Un cabinet d’architecte néerlandais a proposé de recycler tous ce plastique afin de crée des matériaux utiles à la création d’une « île recyclée ». Ce serait une île faite de plastique permettant d’abriter les populations chassées par la hausse des mers. Avec ce projet, ils pourraient nettoyer les océans et construire de nouveaux types d’habitations durables.

Plusieurs associations et projet de nettoyage de l’eau ont également été proposé. Mais ces projet coûtent tous très chers et l’utilisation d’outils spécialisés risque de menacer, à leurs tours la faune et la flore.

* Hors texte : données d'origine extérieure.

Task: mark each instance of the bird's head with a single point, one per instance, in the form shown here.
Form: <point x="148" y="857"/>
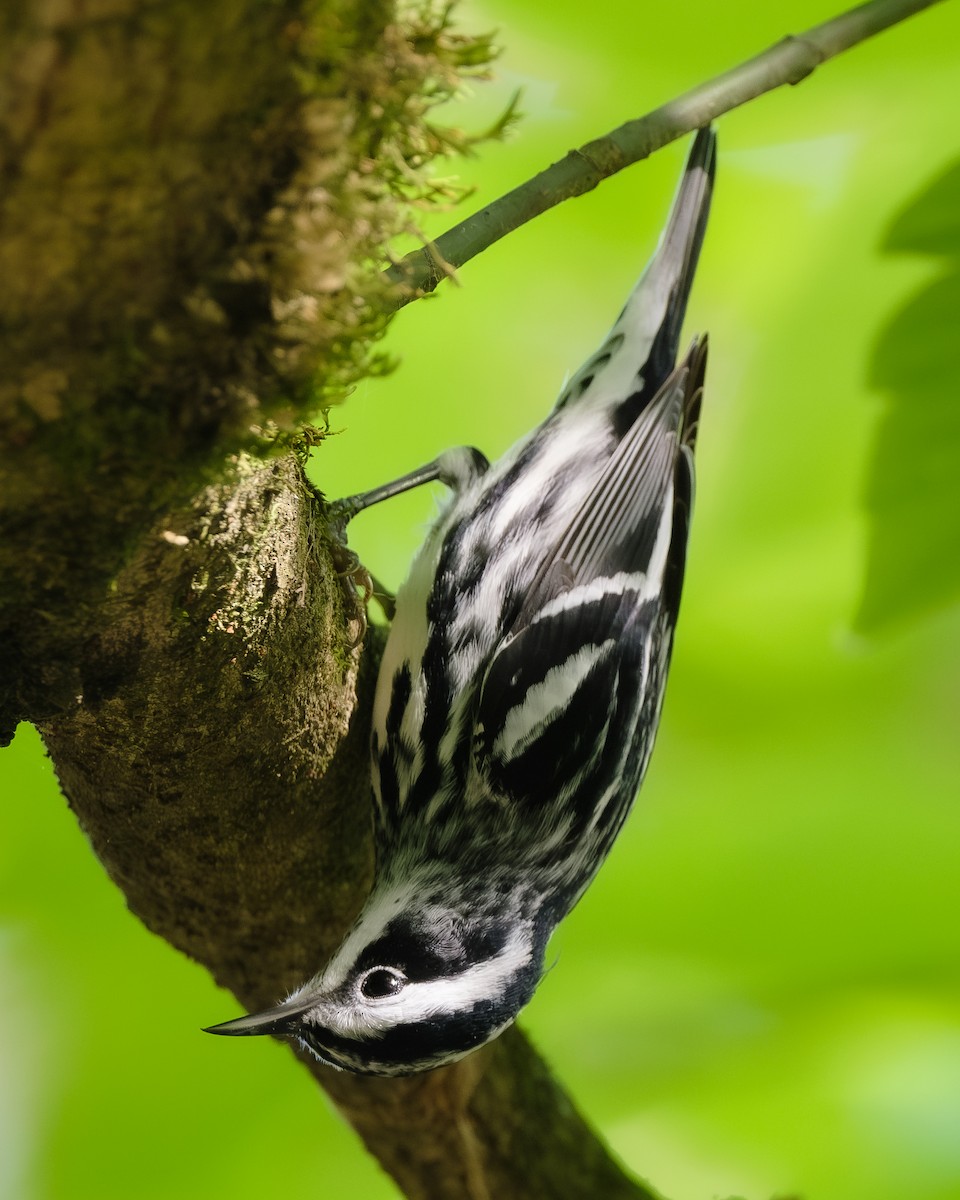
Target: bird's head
<point x="413" y="987"/>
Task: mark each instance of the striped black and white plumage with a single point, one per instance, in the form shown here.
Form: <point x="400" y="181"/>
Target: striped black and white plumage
<point x="520" y="690"/>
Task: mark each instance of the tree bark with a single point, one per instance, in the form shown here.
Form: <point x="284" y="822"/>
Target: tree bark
<point x="192" y="198"/>
<point x="187" y="193"/>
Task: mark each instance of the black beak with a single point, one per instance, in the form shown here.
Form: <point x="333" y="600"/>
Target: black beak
<point x="280" y="1021"/>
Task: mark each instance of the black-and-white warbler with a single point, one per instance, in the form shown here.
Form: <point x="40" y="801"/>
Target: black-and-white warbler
<point x="520" y="690"/>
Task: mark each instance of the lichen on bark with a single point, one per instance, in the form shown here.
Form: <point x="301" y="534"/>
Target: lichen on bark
<point x="195" y="202"/>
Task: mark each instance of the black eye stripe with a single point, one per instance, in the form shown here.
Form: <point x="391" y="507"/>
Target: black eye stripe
<point x="382" y="982"/>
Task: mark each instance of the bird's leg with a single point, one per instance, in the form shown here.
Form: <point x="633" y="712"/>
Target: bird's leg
<point x="457" y="468"/>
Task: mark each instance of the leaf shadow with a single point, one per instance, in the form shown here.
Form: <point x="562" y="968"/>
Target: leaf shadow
<point x="913" y="479"/>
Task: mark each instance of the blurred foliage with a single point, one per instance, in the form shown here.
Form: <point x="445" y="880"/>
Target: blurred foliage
<point x="759" y="996"/>
<point x="913" y="490"/>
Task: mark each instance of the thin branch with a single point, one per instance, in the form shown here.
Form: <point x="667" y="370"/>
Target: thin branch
<point x="789" y="61"/>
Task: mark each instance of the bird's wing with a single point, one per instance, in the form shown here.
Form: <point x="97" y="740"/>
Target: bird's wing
<point x="574" y="670"/>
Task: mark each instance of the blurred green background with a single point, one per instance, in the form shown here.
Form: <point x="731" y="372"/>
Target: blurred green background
<point x="760" y="993"/>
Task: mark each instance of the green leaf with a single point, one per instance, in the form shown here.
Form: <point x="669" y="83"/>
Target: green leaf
<point x="913" y="484"/>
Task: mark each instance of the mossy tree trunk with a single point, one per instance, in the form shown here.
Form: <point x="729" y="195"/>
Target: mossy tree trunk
<point x="191" y="198"/>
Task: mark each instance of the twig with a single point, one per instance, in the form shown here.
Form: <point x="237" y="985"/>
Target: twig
<point x="789" y="61"/>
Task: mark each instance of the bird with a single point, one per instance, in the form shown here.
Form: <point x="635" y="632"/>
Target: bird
<point x="520" y="689"/>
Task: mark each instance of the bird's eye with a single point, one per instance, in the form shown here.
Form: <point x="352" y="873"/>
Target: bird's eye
<point x="382" y="982"/>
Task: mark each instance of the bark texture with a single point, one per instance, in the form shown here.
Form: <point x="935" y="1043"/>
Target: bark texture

Limiter sa consommation de plastique, faire du recyclage, bien trier ses déchets, privilégier les emballages en carton, ou les emballages recyclables, ramasser les déchets qu’on peut trouver au sol, dans la rue ou sur la plage, sont des solutions qui pourraient contribuer à empêcher ce problème de prendre de l’ampleur.

 

Des œuvres qui en parlent

Plusieurs œuvres ont abordé le sujet de l’île de déchet. Le livre Le continent de plastique, par David Turgeon. Ou encore,  Le 6e continent, par Daniel Pennac, qui traite l’ironie entre l’humain et son désire ardent de propreté et le fait que ce soit lui-même le responsable de la pollution. Le huitième contient, par Florian Perrier.

Plusieurs émissions connues ont également fait mention de ce phénomène comme How I Met Your Mother, Private Practice, Ben 10 :Ultimate Alien, NCIS : Los Angles et American dad.

Toxic Garbage Island, par Gojira, Sixième contiennt, par Nolwenn Leroi et l’album Plastic beach, par Gorillaz sont des œuvres musicales ayant pour thème l’île de déchets.

 

L’homme coupe la branche sur laquelle il est assis, se tire une balle dans le pied, se jette de la terre sur les yeux, crache sur l’assiette dans laquelle il mange ou peu importe comment vous le dites, rappelez vous que nous avons plus besoin de la Terre, qu’elle n’a besoin de nous.